How the Team is Integrating with Swarm

The Grassroots Economics team have created some lower-end tooling which they built as the first part of their grant. This is the BMT hasher, file hasher and single-owner-chunk compiler in C, wrapped with python and with a POC wasm example which can be found here: https://gitlab.com/smallswarm. This forms part of their long-term goal to integrate with Swarm on low-end infrastructure (outdated and low-performance hardware) as the design challenges in rural areas is where the team’s main focus lies.

The development team is also looking to write a request multiplexer which will allow the

client to define a prioritised sequence of network endpoints to request against. The requests may also be offset in time. They will use this to implement fallbacks both to a separate (private) Swarm network as well as web2 mirrors for their content. The reason for this approach is because Grassroots already have a good amount of active users in their network which will require them to secure a minimum quality of service for them, while Swarm itself is still considered experimental at this stage.
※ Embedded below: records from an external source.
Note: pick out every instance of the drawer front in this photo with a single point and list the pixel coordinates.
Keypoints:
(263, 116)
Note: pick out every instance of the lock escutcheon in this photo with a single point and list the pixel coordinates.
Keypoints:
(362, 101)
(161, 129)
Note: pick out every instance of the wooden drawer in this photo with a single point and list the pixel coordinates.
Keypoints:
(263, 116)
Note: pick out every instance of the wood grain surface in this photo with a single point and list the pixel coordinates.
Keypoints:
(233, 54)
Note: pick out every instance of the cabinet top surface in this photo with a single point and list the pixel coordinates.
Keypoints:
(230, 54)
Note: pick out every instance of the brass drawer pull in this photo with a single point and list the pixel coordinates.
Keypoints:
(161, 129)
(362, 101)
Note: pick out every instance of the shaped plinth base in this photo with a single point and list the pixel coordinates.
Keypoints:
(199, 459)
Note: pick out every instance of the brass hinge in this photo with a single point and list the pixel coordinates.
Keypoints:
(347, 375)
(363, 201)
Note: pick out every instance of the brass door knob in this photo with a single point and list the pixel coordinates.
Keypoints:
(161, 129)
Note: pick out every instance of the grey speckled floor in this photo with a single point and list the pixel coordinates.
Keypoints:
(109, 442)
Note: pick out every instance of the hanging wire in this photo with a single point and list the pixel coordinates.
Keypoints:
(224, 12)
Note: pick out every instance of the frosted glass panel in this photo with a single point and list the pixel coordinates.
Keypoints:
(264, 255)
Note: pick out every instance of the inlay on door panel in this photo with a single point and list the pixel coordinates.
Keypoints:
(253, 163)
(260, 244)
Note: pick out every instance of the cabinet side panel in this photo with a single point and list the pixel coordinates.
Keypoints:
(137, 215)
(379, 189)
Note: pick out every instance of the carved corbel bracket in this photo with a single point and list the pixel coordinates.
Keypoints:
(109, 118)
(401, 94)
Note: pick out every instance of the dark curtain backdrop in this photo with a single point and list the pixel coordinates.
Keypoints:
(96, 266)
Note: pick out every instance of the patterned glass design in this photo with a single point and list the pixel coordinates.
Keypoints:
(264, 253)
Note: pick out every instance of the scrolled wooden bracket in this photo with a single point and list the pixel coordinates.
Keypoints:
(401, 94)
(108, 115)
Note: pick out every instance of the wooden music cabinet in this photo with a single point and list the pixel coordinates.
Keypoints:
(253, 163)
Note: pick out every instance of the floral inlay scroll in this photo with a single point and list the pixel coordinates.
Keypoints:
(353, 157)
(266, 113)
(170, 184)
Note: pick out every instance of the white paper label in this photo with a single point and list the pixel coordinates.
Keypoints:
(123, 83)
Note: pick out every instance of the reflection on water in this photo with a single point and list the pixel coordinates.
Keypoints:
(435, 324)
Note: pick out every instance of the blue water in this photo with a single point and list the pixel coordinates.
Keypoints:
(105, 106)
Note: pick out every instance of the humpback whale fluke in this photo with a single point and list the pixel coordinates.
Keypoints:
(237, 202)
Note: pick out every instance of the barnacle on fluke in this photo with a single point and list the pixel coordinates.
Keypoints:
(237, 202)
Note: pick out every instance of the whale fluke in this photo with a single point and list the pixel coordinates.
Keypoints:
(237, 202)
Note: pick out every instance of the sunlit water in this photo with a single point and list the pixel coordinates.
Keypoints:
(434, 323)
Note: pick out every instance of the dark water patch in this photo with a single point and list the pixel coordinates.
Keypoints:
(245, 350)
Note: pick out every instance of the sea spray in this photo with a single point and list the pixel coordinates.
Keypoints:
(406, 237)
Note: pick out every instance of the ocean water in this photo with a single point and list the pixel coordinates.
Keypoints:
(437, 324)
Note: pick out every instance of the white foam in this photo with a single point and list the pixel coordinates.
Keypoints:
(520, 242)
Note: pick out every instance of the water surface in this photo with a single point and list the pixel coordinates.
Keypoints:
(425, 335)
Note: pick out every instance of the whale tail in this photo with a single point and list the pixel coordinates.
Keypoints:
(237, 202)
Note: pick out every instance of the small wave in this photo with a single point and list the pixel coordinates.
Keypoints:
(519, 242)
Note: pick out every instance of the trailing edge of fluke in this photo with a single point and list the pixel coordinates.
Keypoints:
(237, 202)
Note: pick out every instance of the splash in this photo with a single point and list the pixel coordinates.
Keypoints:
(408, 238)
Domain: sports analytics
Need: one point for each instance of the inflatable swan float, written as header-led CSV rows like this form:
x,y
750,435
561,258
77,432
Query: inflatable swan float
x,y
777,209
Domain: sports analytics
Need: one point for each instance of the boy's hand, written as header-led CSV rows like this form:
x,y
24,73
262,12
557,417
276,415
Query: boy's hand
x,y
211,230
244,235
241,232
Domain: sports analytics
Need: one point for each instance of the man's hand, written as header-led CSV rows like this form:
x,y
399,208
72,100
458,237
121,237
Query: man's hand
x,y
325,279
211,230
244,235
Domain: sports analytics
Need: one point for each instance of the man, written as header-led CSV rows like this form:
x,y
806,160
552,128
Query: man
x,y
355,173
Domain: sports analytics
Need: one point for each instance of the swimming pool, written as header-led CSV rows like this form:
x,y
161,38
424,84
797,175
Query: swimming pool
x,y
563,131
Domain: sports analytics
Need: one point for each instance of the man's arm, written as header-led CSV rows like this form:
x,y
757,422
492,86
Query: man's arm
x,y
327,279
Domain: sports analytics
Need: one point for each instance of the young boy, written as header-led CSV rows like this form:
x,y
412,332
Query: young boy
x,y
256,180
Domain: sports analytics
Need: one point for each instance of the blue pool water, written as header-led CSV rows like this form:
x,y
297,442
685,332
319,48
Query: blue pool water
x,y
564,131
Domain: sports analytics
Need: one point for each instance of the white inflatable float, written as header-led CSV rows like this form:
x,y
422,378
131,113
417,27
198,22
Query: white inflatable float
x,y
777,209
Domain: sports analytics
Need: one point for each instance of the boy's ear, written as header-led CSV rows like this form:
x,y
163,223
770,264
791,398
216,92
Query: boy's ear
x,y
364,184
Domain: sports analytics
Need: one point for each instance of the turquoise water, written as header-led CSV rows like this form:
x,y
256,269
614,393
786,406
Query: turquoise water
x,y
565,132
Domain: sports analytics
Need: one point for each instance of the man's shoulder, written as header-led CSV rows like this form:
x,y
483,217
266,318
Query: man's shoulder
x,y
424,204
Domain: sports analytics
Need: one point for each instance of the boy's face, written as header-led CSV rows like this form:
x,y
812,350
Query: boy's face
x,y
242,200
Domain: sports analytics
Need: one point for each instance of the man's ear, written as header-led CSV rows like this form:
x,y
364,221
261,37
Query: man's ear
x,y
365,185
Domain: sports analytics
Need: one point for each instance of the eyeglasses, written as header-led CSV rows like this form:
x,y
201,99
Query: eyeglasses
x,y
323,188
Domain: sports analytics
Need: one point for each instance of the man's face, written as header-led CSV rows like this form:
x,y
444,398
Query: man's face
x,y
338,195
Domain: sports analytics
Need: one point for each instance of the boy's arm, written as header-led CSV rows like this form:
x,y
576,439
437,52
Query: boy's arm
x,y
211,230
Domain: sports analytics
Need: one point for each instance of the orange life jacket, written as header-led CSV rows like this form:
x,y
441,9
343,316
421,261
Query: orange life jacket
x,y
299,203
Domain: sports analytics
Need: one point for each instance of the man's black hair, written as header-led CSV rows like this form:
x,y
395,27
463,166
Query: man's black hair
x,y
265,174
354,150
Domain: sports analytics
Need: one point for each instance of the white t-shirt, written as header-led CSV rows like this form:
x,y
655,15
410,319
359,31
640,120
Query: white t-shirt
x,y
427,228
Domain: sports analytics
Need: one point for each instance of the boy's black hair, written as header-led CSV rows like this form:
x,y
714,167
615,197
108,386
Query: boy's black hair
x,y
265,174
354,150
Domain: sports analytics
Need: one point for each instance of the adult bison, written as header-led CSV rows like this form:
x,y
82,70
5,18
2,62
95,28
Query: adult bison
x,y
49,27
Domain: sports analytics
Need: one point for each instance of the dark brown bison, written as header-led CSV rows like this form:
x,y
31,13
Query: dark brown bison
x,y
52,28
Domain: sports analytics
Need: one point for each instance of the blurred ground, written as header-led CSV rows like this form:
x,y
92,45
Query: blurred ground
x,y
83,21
“I imagine this will be a useful tool for anyone wanting to gradually integrate web3 data availability solutions, as it essentially enables you to keep one foot on each side, so to speak. The working title of this project is “fadafada.” — Louis Holbrook, Lead Developer of Grassroots Economics

Features to Look Forward To

Grassroots Economics will soon be deploying a new custodial key management system that allows communities to create their own CIC via smart contracts on an EVM blockchain. By creating their own CIC, they are creating a credit against their future production that will be circulated internally and externally in the community. The CIC smart contract stores the information about the token issuer and determines the expiration rate, while their USSD interface enables users to access their blockchain wallet and transfer tokens. By using liquidity pools, these CICs can be connected to each other. For a deeper understanding of how this can work, please read this article. Besides CICs being redeemable for goods and services, they can also be used to support or buy data products or verified claims such as carbon offsets or Sustainable Development Impacts from the community creating them.

Conclusion

As each week passes, Grassroots Economics is edging ever closer to realising their goal of empowering those in need to engage in economic activity without intermediation or third-party dependencies. In the coming months, their new code will be launched to facilitate the connection of their many systems held in isolation via their own side-chains such as connecting village tokens to the Ethereum network. There is clearly a need for something like Community Inclusion Currencies as the research speaks for itself. Grassroots Economics has pioneered a solution around something with immense infrastructure design challenges but is moving forward with over 50,000 active users and still growing.

Disclaimer: The Deep Dive blog posts are an informative overview of some of the initiatives who build on Swarm and take ownership of the protocol. Projects subject to Deep Dives are independent and autonomous from the Swarm Foundation and Association. Sometimes they are their grantees, but their work is neither audited or endorsed by the aforementioned organisations. Use at your own risk, due your own due diligence.